Watching a group of people doing tai chi, an exercise often called “meditation in motion,” it may be hard to imagine that its slow, gentle, choreographed movements could make people stronger — mentally and physically — and healthier, too.
I was surprised by its effects on strength, but good research — and there’s been a fair amount by now — doesn’t lie. If you’re not ready or not able to tackle strength-training with weights, resistance bands or machines, tai chi may just be the activity that can help to increase your stamina and diminish your risk of injury that accompanies weak muscles and bones.
Don’t get scared by its frequent description as an “ancient martial art.” Tai chi (and a related exercise called qigong) does not resemble the strenuous, gravity-defying kung fu moves you may have seen in Jackie Chan films. Tai chi moves can be easily learned and executed by people of all ages and states of health, even those in their 90s, in wheelchairs or bedridden.
It has been eight years since I last summarized the known benefits of this time-honored form of exercise, and it has since grown in popularity in venues like Y’s, health clubs and community and senior centers. By now it is likely that millions more people have become good candidates for the help tai chi can provide to their well-being.
• It does not place undue stress on joints and muscles and therefore is unlikely to cause pain or injury.
• It requires no special equipment or outfits, only lightweight, comfortable clothing.
One more fact: Beneficial results from tai chi are often quickly realized. Significant improvements involving a variety of different conditions can be achieved within 12 weeks of tai chi exercises done for an hour at a time twice a week.
Much of the research, which was reviewed in 2015 by researchers at Beijing University and Harvard Medical School, has focused on how tai chi has helped people with a variety of medical problems. It is summarized in a new book from Harvard Health Publications, “An Introduction to Tai Chi,” which includes the latest studies of healthy people whose mission was health preservation as well as people with conditions like high blood pressure, heart disease, diabetes, arthritis and osteoporosis.
Of the 507 studies included in the 2015 review, 94.1 percent found positive effects of tai chi. These included 192 studies involving only healthy participants, 142 with the goal of health promotion or preservation and 50 seeking better balance or prevention of falls. This last benefit may be the most important of all, given that every 11 seconds an older adult is treated in the emergency room after a fall, and 1 in 5 falls results in a fracture, concussion or other serious injury.
For example, in an analysis of high-quality studies published last year in the Journal of the American Geriatrics Society, researchers at the University of Jaén in Spain reported that older adults who did one-hour tai chi sessions one to three times a week for 12 to 26 weeks were 43 percent less likely to fall and half as likely to incur a fall-related injury.
Tai chi provided superior benefits to other fall-reduction approaches like physical therapy, balance exercises, stretching, yoga or resistance training.
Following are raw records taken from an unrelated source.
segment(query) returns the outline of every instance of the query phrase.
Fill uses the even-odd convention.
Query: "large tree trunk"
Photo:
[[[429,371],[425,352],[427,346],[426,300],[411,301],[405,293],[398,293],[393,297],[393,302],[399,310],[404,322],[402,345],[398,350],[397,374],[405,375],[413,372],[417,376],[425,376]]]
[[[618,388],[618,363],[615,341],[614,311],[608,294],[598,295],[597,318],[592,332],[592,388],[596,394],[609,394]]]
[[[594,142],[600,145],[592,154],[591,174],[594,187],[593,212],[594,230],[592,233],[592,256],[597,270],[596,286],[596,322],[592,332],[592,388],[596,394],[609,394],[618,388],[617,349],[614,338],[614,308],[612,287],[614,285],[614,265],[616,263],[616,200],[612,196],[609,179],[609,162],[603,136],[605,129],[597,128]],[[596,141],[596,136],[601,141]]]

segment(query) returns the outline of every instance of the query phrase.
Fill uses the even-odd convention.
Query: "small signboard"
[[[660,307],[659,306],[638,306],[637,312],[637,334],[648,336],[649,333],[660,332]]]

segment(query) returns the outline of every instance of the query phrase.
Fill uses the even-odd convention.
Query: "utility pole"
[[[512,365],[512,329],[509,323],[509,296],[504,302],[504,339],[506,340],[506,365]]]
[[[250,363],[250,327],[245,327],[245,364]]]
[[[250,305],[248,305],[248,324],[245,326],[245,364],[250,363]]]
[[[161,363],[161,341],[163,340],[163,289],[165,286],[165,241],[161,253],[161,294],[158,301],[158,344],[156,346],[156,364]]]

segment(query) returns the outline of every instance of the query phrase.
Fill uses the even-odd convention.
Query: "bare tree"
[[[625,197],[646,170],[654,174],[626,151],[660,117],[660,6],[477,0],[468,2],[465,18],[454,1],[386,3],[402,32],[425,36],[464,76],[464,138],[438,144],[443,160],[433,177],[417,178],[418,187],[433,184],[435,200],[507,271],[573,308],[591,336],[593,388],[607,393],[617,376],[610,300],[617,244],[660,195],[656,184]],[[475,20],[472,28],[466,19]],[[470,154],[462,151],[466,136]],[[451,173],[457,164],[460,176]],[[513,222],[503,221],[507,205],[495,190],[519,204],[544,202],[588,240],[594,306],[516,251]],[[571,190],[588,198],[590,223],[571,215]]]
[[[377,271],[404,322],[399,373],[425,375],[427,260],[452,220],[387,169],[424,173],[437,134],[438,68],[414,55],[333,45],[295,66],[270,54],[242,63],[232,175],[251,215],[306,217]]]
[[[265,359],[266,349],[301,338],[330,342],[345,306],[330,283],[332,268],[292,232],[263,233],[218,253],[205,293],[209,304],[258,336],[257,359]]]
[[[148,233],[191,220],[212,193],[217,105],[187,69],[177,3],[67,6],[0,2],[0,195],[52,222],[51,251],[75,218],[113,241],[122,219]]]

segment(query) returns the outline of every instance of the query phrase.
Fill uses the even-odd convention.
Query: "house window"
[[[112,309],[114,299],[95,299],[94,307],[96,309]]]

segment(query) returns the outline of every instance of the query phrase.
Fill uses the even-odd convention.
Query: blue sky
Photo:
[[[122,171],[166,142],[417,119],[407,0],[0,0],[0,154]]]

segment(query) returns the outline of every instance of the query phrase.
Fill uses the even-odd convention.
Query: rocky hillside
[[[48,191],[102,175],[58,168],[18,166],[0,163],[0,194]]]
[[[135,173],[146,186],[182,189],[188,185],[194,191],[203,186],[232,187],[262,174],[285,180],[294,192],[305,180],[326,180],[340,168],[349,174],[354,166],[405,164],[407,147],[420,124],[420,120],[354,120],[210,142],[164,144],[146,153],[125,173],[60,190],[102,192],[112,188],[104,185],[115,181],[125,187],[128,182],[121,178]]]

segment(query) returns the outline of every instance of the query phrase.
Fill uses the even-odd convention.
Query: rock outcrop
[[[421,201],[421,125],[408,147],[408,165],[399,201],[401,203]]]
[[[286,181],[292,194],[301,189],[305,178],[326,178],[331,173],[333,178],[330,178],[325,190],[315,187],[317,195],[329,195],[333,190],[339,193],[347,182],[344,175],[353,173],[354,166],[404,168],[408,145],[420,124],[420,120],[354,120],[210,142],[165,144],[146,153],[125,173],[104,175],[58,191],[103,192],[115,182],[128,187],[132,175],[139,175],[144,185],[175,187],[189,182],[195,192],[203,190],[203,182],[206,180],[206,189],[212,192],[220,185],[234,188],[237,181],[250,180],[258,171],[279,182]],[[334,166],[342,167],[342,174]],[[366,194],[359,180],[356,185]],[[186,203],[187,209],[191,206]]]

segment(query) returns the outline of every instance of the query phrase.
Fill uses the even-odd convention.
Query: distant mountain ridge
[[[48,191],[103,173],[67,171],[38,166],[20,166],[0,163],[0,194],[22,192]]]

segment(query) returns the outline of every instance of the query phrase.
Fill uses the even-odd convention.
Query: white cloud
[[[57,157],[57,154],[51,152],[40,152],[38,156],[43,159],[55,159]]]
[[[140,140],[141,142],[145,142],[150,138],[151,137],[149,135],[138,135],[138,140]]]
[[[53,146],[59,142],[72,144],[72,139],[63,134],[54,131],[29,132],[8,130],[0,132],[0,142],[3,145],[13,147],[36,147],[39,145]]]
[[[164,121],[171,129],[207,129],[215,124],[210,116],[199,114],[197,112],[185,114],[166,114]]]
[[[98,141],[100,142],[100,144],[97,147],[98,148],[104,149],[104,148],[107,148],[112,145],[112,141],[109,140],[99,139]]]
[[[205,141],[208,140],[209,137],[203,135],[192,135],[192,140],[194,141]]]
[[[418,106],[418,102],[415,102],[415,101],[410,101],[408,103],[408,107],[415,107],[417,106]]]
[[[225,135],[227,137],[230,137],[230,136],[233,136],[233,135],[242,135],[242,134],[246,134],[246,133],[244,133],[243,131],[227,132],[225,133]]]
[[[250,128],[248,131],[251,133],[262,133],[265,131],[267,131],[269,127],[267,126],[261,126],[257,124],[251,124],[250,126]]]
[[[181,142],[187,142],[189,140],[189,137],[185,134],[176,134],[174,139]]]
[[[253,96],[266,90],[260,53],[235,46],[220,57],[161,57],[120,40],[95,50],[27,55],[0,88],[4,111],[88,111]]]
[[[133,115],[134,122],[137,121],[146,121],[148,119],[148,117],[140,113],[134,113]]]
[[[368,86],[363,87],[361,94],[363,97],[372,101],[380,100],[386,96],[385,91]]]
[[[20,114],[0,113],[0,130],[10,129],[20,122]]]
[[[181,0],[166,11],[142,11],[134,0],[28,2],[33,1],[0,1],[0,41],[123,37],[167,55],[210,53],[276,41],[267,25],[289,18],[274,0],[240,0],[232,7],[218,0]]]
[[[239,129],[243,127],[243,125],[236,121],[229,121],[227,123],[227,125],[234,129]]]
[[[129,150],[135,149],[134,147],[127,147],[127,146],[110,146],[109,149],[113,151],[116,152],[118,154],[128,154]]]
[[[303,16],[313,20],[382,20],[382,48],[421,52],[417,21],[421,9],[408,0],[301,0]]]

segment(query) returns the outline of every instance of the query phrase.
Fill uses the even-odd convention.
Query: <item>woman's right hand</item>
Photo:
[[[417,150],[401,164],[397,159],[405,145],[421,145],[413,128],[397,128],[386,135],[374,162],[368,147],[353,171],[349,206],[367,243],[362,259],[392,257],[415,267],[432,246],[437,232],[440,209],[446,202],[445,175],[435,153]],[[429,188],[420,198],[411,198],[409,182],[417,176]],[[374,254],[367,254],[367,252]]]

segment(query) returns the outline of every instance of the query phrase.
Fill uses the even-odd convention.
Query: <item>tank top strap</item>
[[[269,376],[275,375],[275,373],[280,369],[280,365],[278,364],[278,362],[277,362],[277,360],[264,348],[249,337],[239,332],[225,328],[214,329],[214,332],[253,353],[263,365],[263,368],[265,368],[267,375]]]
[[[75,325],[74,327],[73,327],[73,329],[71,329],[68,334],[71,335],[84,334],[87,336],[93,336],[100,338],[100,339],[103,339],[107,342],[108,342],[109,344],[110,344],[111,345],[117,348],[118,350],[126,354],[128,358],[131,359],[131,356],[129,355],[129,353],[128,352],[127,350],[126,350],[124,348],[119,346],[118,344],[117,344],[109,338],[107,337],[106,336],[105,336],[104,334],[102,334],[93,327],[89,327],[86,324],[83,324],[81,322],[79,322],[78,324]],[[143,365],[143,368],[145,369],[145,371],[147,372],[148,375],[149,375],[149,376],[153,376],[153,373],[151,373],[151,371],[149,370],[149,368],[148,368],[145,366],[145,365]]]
Tai chi, in effect, combines the benefits of most of these: It strengthens the lower body, improves posture, promotes flexibility, increases a person’s awareness of where the body is in space and improves one’s ability to navigate obstacles while walking.
Furthermore, if you should trip, tai chi can enhance your ability to catch yourself before you fall.
It has also been shown to counter the fear of falling, which discourages people from being physically active and further increases their likelihood of falling and being injured.
Even if you do fall, tai chi, as a weight-bearing but low-stress exercise, can reduce your chances of breaking a bone. Four well-designed clinical trials showed that tai chi has positive effects on bone health. For example, in a yearlong study in Hong Kong of 132 women past menopause, those practicing tai chi experienced significantly less bone loss and fewer fractures than those who remained sedentary.
For people with painful joints and muscles, tai chi enhances their ability to exercise within a pain-free range of motion. Pain discourages people from moving, which makes matters worse as muscles get weaker and joints stiffer. The movements involved in tai chi minimize stress on painful areas and, by improving circulation, can foster relief and healing.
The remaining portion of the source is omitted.